Investors may want to approach the market with caution, despite the three-day sell-off that hit Wall Street, according to analysis from a trusted source of Jim Cramer.
Carley Garner, technical analyst and co-founder of DeCarley Trading, is forecasting that more volatility could be on the horizon over the coming months.
“The recent sell-off could be a sign that this bull’s getting long in the tooth,” Cramer said Wednesday on CNBC’s “Mad Money.” “Garner’s betting that the S&P 500 can give you one last gasp higher from here, followed by a truly savage sell-off.”
The month of September is historically a bumpy month for stocks, and the election season may contribute to more uncertainty in the investment community.

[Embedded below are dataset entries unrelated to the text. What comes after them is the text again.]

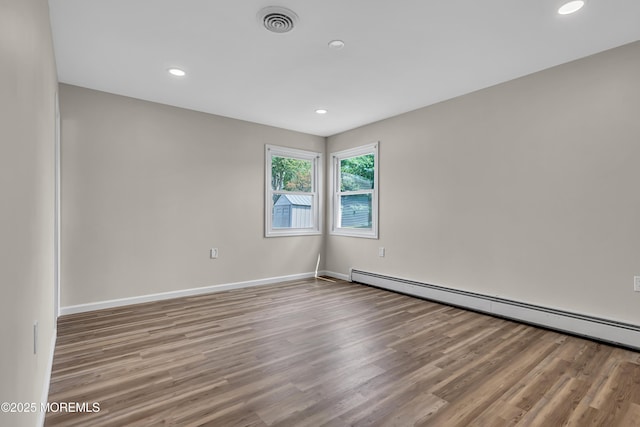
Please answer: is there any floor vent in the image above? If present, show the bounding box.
[350,269,640,350]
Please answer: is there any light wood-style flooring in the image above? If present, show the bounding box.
[45,279,640,427]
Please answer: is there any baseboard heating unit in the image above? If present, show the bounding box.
[349,269,640,350]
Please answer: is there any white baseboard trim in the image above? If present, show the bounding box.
[318,270,350,281]
[350,269,640,350]
[36,328,58,427]
[60,273,314,316]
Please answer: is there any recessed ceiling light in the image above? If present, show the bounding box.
[168,68,187,77]
[558,0,584,15]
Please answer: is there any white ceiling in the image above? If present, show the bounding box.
[49,0,640,136]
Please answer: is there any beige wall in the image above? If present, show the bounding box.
[60,85,325,307]
[0,0,57,426]
[326,42,640,325]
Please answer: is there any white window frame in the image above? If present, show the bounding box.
[329,141,380,239]
[264,144,324,237]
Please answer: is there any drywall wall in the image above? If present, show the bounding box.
[325,42,640,325]
[60,84,325,307]
[0,0,57,427]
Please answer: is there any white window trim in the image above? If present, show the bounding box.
[329,141,380,239]
[264,144,324,237]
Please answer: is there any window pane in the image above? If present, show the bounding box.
[340,154,375,191]
[271,156,311,192]
[340,194,372,228]
[272,194,313,229]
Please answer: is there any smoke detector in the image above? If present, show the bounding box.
[258,6,298,34]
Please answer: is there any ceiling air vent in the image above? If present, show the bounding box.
[258,6,298,34]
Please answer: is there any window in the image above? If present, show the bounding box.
[331,143,378,239]
[265,145,323,237]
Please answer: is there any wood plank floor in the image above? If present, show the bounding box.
[45,279,640,427]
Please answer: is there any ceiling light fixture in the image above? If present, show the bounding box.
[558,0,584,15]
[167,68,187,77]
[257,6,298,34]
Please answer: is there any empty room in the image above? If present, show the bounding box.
[0,0,640,427]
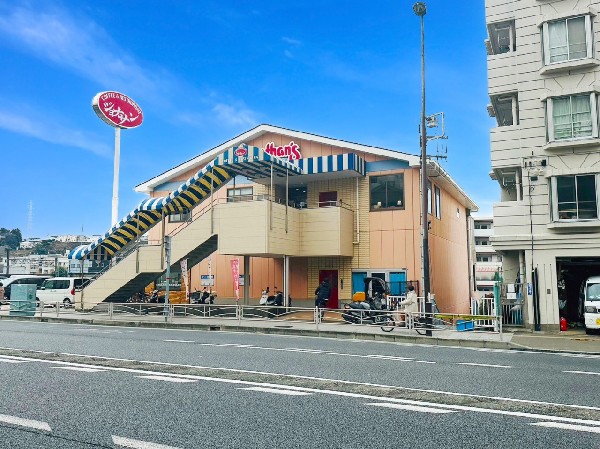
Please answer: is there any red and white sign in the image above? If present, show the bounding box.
[265,141,302,161]
[92,91,144,128]
[231,259,240,301]
[235,147,248,157]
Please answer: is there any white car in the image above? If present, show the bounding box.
[579,276,600,334]
[36,277,90,307]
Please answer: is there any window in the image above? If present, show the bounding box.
[434,186,442,218]
[169,209,191,223]
[547,93,598,142]
[227,187,253,203]
[552,175,598,220]
[369,174,404,210]
[543,16,592,65]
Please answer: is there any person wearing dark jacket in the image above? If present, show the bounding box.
[315,279,331,318]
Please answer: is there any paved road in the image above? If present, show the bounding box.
[0,321,600,449]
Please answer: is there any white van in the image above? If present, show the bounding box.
[36,277,89,306]
[579,276,600,334]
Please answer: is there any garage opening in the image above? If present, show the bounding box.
[556,257,600,326]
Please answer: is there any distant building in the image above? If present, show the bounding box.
[473,217,502,297]
[0,254,69,275]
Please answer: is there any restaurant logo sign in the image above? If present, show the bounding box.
[265,141,302,161]
[92,91,144,129]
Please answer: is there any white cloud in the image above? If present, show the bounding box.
[0,3,254,130]
[0,109,112,157]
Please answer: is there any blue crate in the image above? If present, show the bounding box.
[456,320,475,332]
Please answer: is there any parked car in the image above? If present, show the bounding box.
[36,277,90,307]
[0,274,48,304]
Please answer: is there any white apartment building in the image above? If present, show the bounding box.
[473,217,502,297]
[485,0,600,329]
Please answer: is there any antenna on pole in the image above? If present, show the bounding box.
[27,200,33,237]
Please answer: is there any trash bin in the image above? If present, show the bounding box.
[8,284,37,316]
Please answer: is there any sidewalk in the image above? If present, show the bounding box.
[0,306,600,354]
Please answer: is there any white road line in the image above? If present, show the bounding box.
[112,435,180,449]
[529,422,600,433]
[367,402,456,414]
[50,366,106,373]
[457,362,512,368]
[238,387,312,396]
[136,376,198,383]
[0,415,52,432]
[563,371,600,376]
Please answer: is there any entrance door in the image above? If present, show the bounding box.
[319,191,337,207]
[319,270,339,309]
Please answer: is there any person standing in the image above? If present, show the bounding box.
[398,285,419,329]
[315,279,331,319]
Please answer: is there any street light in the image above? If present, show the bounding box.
[413,2,433,337]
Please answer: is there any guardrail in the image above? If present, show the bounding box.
[9,302,503,335]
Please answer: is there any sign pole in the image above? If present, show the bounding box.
[112,126,121,226]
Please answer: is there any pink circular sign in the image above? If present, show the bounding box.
[92,91,144,128]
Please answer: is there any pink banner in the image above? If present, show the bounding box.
[231,259,240,301]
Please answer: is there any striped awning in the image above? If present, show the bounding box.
[298,153,365,176]
[69,145,302,260]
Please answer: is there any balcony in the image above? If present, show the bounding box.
[214,201,354,257]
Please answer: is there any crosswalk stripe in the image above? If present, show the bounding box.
[238,387,312,396]
[367,402,456,414]
[529,422,600,433]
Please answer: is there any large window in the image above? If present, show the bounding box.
[553,175,598,220]
[227,187,253,203]
[547,93,598,141]
[370,174,404,210]
[543,15,592,65]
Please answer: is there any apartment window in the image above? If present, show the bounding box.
[369,173,404,210]
[552,175,598,220]
[169,209,191,223]
[227,187,253,203]
[547,93,598,141]
[543,15,592,65]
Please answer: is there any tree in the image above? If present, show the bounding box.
[0,228,23,249]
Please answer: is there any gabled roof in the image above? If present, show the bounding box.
[134,124,419,193]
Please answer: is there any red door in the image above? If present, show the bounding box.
[319,270,339,309]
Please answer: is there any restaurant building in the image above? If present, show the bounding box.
[71,125,477,313]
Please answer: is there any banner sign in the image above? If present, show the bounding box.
[231,259,240,301]
[180,259,190,298]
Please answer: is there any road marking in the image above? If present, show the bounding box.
[136,375,198,383]
[0,415,52,432]
[529,422,600,433]
[238,387,312,396]
[51,366,106,373]
[563,371,600,376]
[112,435,180,449]
[457,362,512,368]
[367,402,456,414]
[0,348,600,412]
[0,358,27,363]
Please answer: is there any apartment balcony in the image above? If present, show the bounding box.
[490,201,531,251]
[490,124,546,169]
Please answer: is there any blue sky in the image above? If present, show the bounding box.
[0,0,499,237]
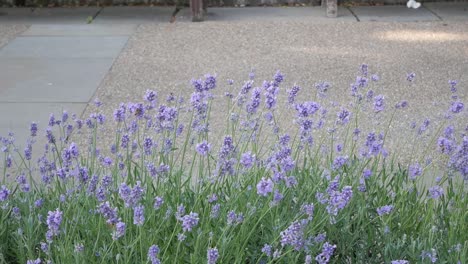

While there could be more upside in the S&P 500 after a roughly 2% pullback in the index, Garner sees a bumpy road ahead.
“I don’t know if she’s right, but that would be pretty par for the course for the historically hideous month of September,” Cramer said.
From the beginning of July, the benchmark had rallied more than 15% to its peak close last Wednesday. The Nasdaq-100, which is composed of about 100 of the largest and most actively traded stocks in the tech-heavy Nasdaq Composite, had rallied 21% in that same time frame.
Because of the big gains in the indexes, Garner gets the impression that the market is dominated by momentum, Cramer added. If the S&P 500 can hold above a floor of support near 3,280 — another 3.5% decline from Wednesday’s close — the index has the potential to catch up to the Nasdaq-100’s gains in the short-run with a ceiling of resistance at 3,660 and another at 3,700, the host said.
Garner’s longer-term outlook is a different story. As the Nasdaq 100 made new highs, Garner points out that the relative strength indicator momentum indicator, or RSI, failed to make a new high, leaving the index vulnerable to a correction.
As for the S&P 500, the RSI peaked at 72 when the index peaked in February. The same indicator registered a 67 last week when the index topped out near 3,590 last Wednesday.
That’s a sign of froth for Garner.
“When the averages start making new highs, but this crucial momentum indicator can’t seem to break out, that’s a warning sign,” Cramer said. “It makes [Garner] wonder if we’re simply pulling forward gains that we’ll have to spend months digesting, like we did in 2018 and 2019.”